[PATCH] D46031: [DAGCombiner] Masked merge: if 'B' is constant, de-canonicalize the pattern (invert the mask).

Wed May 2 13:33:34 PDT 2018

spatel added inline comments.

================
Comment at: test/CodeGen/AArch64/unfold-masked-merge-scalar-variablemask.ll:350-355
-; CHECK-NEXT:    and w8, w0, w2
-; CHECK-NEXT:    orn w0, w8, w2
+; CHECK-NEXT:    mvn w8, w0
+; CHECK-NEXT:    bic w8, w8, w2
+; CHECK-NEXT:    orr w0, w8, w0
 ; CHECK-NEXT:    ret
   %n0 = xor i32 %x, -1 ; %x
   %n1 = and i32 %n0, %mask
   %r = xor i32 %n1, -1
----------------
lebedev.ri wrote:
> spatel wrote:
> > How does this happen? Isn't that a miscompile?
> Hm, at first i thought it was indeed (https://reviews.llvm.org/D45733#1077183), but now i do not think so.
> https://godbolt.org/g/L4hDjW
> ^ so neither of our outputs is fully optimized.
> But if i manually transform that assembly to C, the end result tells me that DAGCombine/arm isel is simply missing some optimizations.
> I could be wrong, of course.
Ok, I was seeing an extra 'not' in there somewhere, so no miscompile. 
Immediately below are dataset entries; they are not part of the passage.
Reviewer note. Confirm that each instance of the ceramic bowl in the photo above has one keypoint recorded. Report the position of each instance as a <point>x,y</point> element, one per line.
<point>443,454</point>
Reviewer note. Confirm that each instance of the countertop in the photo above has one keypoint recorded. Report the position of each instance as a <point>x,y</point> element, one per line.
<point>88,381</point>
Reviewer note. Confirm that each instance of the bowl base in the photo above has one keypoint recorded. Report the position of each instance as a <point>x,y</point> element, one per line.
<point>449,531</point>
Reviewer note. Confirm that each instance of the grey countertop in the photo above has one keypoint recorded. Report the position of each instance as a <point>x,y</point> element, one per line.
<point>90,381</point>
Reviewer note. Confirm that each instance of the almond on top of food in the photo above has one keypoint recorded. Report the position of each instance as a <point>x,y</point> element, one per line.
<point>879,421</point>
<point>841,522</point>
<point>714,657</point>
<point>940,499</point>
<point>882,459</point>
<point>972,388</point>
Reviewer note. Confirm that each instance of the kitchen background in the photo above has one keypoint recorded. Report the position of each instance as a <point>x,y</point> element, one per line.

And the conclusion is that we don't care about this diff because it's already sub-optimal and instcombine should have folded it anyway.

That raises the question of why are we testing this in the first place though. Add a comment to explain that or just delete?

================
Comment at: test/CodeGen/AArch64/unfold-masked-merge-scalar-variablemask.ll:401-403
+; CHECK-NEXT:    eor w8, w0, w8
 ; CHECK-NEXT:    bic w8, w8, w2
+; CHECK-NEXT:    orr w0, w8, w0
----------------
This is a real regression, or am I seeing things that aren't there?

================
Comment at: test/CodeGen/X86/unfold-masked-merge-scalar-variablemask.ll:573-574
 ; CHECK-BMI:       # %bb.0:
-; CHECK-BMI-NEXT:    andl %edx, %edi
-; CHECK-BMI-NEXT:    notl %edx
-; CHECK-BMI-NEXT:    orl %edi, %edx
-; CHECK-BMI-NEXT:    movl %edx, %eax
+; CHECK-BMI-NEXT:    andnl %edx, %edi, %eax
+; CHECK-BMI-NEXT:    notl %eax
 ; CHECK-BMI-NEXT:    retq
----------------
lebedev.ri wrote:
> This improves.
But as with AArch, we don't care because instcombine would fold this?

Repository:
  rL LLVM

https://reviews.llvm.org/D46031